Save Tax u/s 80C

ELSS

There are some mutual fund (MF) schemes specially created for offering you tax savings, and these are called Equity Linked Savings Scheme, or ELSS. The investments that you make in ELSS are eligible for deduction under Sec 80C.

It also provides an opportunity for long term capital appreciation. An ELSS fund manager invests in a diversified portfolio, predominantly consisting of equity and equity related instruments that carry high-risk and have the potential to deliver high-returns.

Since it is an equity fund, the returns from this scheme are market determined.
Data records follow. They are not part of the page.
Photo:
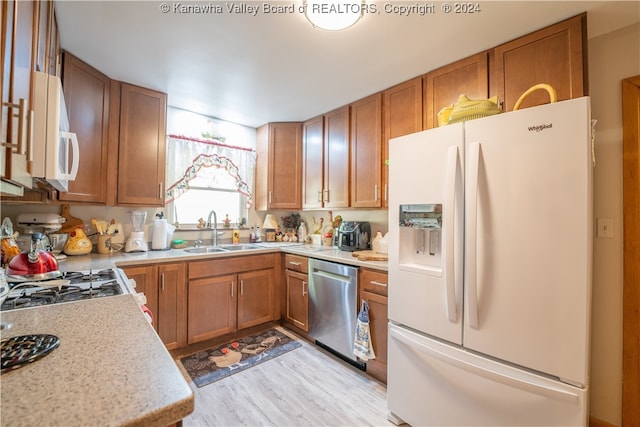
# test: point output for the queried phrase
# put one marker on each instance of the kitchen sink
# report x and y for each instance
(240, 247)
(221, 248)
(205, 250)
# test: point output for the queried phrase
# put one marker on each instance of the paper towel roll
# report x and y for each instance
(159, 239)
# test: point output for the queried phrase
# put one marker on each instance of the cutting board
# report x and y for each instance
(71, 222)
(370, 256)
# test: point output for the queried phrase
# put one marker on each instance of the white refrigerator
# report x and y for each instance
(490, 255)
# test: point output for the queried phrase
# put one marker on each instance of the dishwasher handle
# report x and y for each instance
(332, 276)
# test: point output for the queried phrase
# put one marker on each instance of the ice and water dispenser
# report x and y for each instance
(421, 236)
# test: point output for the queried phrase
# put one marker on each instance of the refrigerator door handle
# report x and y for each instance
(452, 171)
(471, 232)
(518, 383)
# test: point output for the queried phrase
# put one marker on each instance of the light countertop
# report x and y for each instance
(95, 261)
(110, 369)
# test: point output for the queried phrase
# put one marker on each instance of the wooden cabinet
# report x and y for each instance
(374, 290)
(442, 87)
(165, 290)
(297, 293)
(17, 59)
(402, 112)
(335, 192)
(312, 162)
(256, 297)
(366, 152)
(229, 294)
(212, 307)
(141, 146)
(555, 55)
(47, 46)
(279, 166)
(86, 93)
(329, 156)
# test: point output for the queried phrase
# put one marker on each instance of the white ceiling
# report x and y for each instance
(276, 67)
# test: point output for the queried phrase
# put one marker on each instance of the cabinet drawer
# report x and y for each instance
(221, 266)
(374, 281)
(296, 263)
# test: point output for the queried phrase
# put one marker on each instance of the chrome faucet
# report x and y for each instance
(215, 226)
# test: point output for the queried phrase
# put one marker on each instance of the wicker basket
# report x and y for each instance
(553, 95)
(468, 109)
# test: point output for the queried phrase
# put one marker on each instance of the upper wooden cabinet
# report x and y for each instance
(326, 160)
(366, 152)
(86, 93)
(312, 162)
(335, 192)
(402, 112)
(279, 166)
(141, 147)
(556, 55)
(47, 48)
(442, 87)
(17, 59)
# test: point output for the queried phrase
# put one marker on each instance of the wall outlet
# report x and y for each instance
(605, 227)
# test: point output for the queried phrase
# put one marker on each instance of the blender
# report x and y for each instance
(136, 241)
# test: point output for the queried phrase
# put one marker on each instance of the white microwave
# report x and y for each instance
(56, 154)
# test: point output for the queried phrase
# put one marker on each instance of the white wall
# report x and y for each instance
(612, 58)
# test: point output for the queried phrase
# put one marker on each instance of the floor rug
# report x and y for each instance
(219, 362)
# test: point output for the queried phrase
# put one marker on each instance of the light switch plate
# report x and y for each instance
(605, 227)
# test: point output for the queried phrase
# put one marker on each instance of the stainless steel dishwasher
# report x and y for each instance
(333, 305)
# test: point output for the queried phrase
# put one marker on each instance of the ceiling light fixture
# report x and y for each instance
(333, 15)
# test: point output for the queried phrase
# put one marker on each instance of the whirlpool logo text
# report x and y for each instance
(539, 128)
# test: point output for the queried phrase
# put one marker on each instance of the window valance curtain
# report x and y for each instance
(189, 158)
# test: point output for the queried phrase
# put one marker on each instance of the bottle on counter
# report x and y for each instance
(302, 232)
(236, 234)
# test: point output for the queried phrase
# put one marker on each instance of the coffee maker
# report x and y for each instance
(354, 236)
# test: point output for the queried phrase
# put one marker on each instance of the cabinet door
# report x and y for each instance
(312, 162)
(279, 166)
(46, 38)
(366, 152)
(336, 158)
(146, 278)
(86, 92)
(255, 298)
(297, 299)
(554, 55)
(171, 316)
(141, 157)
(17, 19)
(469, 76)
(378, 320)
(402, 112)
(211, 308)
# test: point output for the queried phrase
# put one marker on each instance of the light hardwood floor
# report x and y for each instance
(304, 387)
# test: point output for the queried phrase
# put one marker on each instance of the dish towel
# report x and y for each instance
(362, 346)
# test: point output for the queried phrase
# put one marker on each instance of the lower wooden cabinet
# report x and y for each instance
(226, 295)
(164, 287)
(373, 289)
(212, 307)
(297, 293)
Top five features of ELSS Funds
  • Tax-saving
  • Three-year lock-in period
  • Can be held even after the completion of three years
  • Offers dividend as well as growth options
  • Tax Saving instrument
Tax Treatment

The returns from an ELSS fund are tax free in your hands. The long term capital gains from an ELSS are tax free as well. This is because no tax is levied on equities that are held for more than a year. Since an ELSS falls under section 80C, you can claim up to Rs 1.50 lakh from your investment as a deduction from your gross total income.

 

Term Insurance

In the event of an unforeseen situation who will take care of your liabilities and responsibilities? It is here that the importance of term insurance is felt. The lumpsum that your family will get as death benefit can bring financial stability and pay off the liabilities. It is the real support that your family can have if something happens to you. Term insurance is important for everyone and especially more for the bread earner of the family.

“Family is not an important thing, it’s everything.” – Michael J. Fox

Don’t be short-sighted. Get Term Insurance and secure your family’s future. Save their harassment by financially securing them through a term plan.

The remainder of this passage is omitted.